一見、テニス界としては、 たくさんのお客さんが会場に来るので盛り上がっていますし、 お金も落ちるのでこれから発展していくように見えます。

しかし、現実的には、 他のテニス大会でお客さんが増えているわけでもなく、 テニス人口が増えているわけでもなく、 強い選手が目に見えて増えているかと言われるとそうでもない。

その一番の大きな理由は、 このように話題性のある選手が出てきても その後「日常の世界に戻っていってしまう」こと。

もし、ディズニーの世界観を日常に持ち帰って、 学校でみんなが耳をつけ始めたらどうなるでしょう?

日常にディズニーの世界が広がっていき、 「この学校では耳をつけるのが当たり前なんだ」 ってなっていきます。

けど、実際はそうならない。

残念なことに、錦織選手の世界観も ディズニーランドと同じように日常に戻るとなくなってしまっているのです。

私はこれがテニス界が発展しない大きな理由だと思っています。

実は、今大会の勝利後インタビューで印象的だった錦織選手の言葉があるんです。

「いや〜強かったですねw 自分が一番びっくりしている」
「なんで入るんだろうと思うボールも入っていた」

錦織選手にとっても、想像以上の出来だったのでしょう。 ゾーンに入っていた、とでも言いますか。

だからこそ、多くの観客までそのゾーン(世界)に引き込まれ、 観ているだけでも心が動かされたのだと思います。

しかし私は、この錦織選手の言葉に、 観客の皆さんが 錦織の世界観を日常に持ち帰れない一つの要因がある と思っているのですが、

それが何かわかりますか?

自分には到底真似できない想像以上の選手というイメージを与えていることです。

テニスをしている人ですら自分に落とし込めないぐらいすごいプレー!だとインタビューからもそう感じてしまう。

錦織選手のプレーと試合後のギャップが彼の魅力でもあるのですが、 逆に言ってしまうと、 自分ごとに落とし込めないから自分の世界に何かを持ち帰ることができないんです。

実際、そんな簡単に錦織選手のプレーを真似できるかというとできません。 しかし、これならどうでしょうか。

例えば、錦織選手が 「今日の朝ごはんに普段は食べない梅干しのおにぎりを食べたから、その成分が集中力を底上げして想像以上のプレーができた」 と言ったとしましょう。

(実際そんなこと言ってませんし、本当にそんなことが起こるかどうか今は気にしないでください)

そうすると、魅力的なプレーをみて感動したお客さんたちは、

「普段の食事を変えたことで今日のようなプレーができたのか」 「梅干しのおにぎりって試合前の朝に食べたことなかった。

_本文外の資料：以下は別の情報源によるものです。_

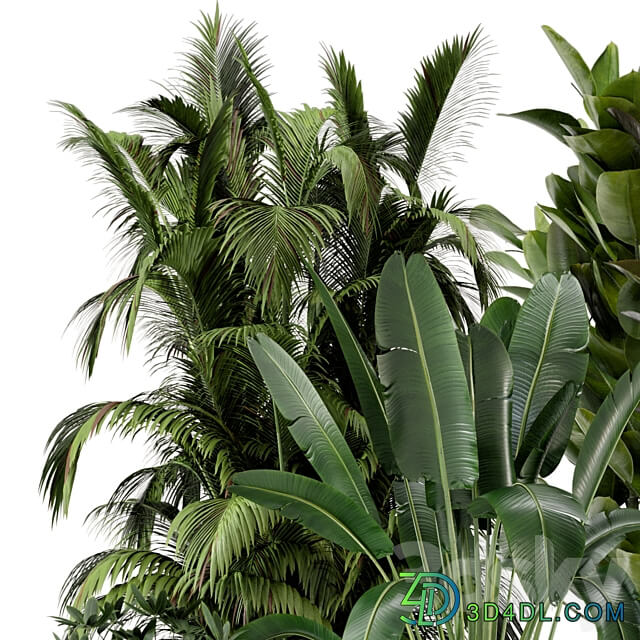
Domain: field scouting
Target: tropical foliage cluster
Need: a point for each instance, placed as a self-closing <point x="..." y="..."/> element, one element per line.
<point x="336" y="408"/>
<point x="591" y="231"/>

食べてみようかな。」

少しでも錦織の世界に近づきたくて、真似をすると思いませんか?

これが日常に錦織選手の世界観を持って変えるということ。

朝の食事という日常という自分の日常と重なる部分があるから、 真似しやすいんです。


朝バナナダイエットとかもそうですよね。 体型が魅力的な人が

「朝にバナナを食べているんです」

と言ったことで、 多くの人がバナナを買ってスーパーからバナナが消えた… なんてことがありました。

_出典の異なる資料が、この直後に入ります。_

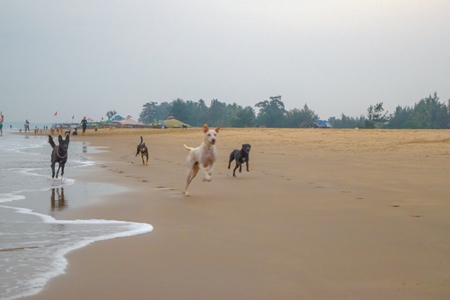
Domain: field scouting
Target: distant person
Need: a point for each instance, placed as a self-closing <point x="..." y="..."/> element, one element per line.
<point x="26" y="125"/>
<point x="84" y="124"/>
<point x="2" y="118"/>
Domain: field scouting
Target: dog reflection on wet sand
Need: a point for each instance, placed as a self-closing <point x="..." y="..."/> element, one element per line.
<point x="57" y="199"/>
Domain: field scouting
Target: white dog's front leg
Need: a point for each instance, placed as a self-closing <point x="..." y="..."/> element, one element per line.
<point x="207" y="172"/>
<point x="210" y="170"/>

自分の今の日常と重なると行動に移しやすいってことですね。

錦織選手は、 「日本はジュニアの時は強いのに。どう克服してプロになっても強い選手を出していけるかっていうのが鍵にはなるかなと。」 とも話していました。

プロになってから、ジュニアの時の世界観のままでは勝てない。 克服するということは、 ジュニア時代の日常からプロの日常に変化しているということなんだと思います。

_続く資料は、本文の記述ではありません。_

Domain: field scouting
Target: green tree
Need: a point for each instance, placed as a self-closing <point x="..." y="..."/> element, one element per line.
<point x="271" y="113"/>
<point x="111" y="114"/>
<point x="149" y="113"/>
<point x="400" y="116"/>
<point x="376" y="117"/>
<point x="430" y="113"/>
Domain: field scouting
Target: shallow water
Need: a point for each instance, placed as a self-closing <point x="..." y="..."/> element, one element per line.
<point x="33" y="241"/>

さっきは、食べ物の違いという分かりやすい例を出しましたが、 ▶︎今まではこんな考え方をしていたけど、トップ選手からこんなアドバイスを受けてやってみたら、こんな大きな変化があった

▶︎格上の選手と出会った時、こんな行動を取り始めたら、格上の選手と練習できるようになった

など、プロ選手として強くなっていった日常の変化を少しでも言葉で伝えてくれたら、 多くのテニスファンがそれぞれの日常にその価値観を持って帰れると思うのです。

そうすると、 錦織選手のようになりたい! と思うジュニアや若手の選手がその世界観を取り入れようと真似をする。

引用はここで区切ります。